Fachanwälte wie Marc Rutloff betonen, dass Unternehmen weiterhin verpflichtet sind, Risikoanalysen durchzuführen und intern zu dokumentieren. „Das Gesetz gilt weiter – auch wenn die Durchsetzung praktisch stillgelegt wurde“, sagt er. Für Unternehmen bedeutet das: Pflichten bleiben bestehen, Verlässlichkeit fehlt.

Ein Signal mit Sprengkraft

Die schwarz-rote Koalition unter Kanzler Friedrich Merz hatte bereits im Koalitionsvertrag angekündigt, das Lieferkettengesetz abzuschaffen und auf EU-Ebene neu zu regeln. Mit der jetzigen Weisung setzt sie dieses Versprechen faktisch vorzeitig um – und gibt damit ein Signal, das weit über Deutschland hinaus wirkt.

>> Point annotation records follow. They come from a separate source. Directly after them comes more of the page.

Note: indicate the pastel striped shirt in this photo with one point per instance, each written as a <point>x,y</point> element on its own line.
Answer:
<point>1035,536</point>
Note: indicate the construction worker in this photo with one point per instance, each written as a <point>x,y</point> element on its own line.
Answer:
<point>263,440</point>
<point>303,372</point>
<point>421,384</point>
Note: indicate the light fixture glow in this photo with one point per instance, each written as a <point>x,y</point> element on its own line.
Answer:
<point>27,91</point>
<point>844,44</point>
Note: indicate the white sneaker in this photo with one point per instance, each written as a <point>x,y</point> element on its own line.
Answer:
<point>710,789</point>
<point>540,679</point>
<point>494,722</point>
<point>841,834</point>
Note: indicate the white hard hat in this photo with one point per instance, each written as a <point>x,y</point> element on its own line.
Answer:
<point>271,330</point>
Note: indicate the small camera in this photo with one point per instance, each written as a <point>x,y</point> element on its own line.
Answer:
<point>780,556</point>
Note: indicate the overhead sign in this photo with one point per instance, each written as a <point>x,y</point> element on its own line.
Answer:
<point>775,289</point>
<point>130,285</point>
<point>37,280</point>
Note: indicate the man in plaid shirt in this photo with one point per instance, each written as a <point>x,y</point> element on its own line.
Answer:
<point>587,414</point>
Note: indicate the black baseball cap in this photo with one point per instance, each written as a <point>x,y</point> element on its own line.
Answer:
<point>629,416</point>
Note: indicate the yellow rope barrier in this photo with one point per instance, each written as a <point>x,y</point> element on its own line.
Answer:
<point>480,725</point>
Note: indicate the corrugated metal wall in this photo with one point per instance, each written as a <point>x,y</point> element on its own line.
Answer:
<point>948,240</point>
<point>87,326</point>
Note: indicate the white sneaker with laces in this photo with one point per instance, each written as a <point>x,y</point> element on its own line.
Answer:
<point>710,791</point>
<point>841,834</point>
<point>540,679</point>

Das Risiko: Während Unternehmen kurzfristig entlastet werden, verliert Deutschland als Standort für „wertebasierte“ Wirtschaftspolitik an Glaubwürdigkeit. Ob Brüssel die Lücke füllen kann oder ob globale Lieferketten künftig noch weniger kontrolliert werden, entscheidet sich in den kommenden Wochen.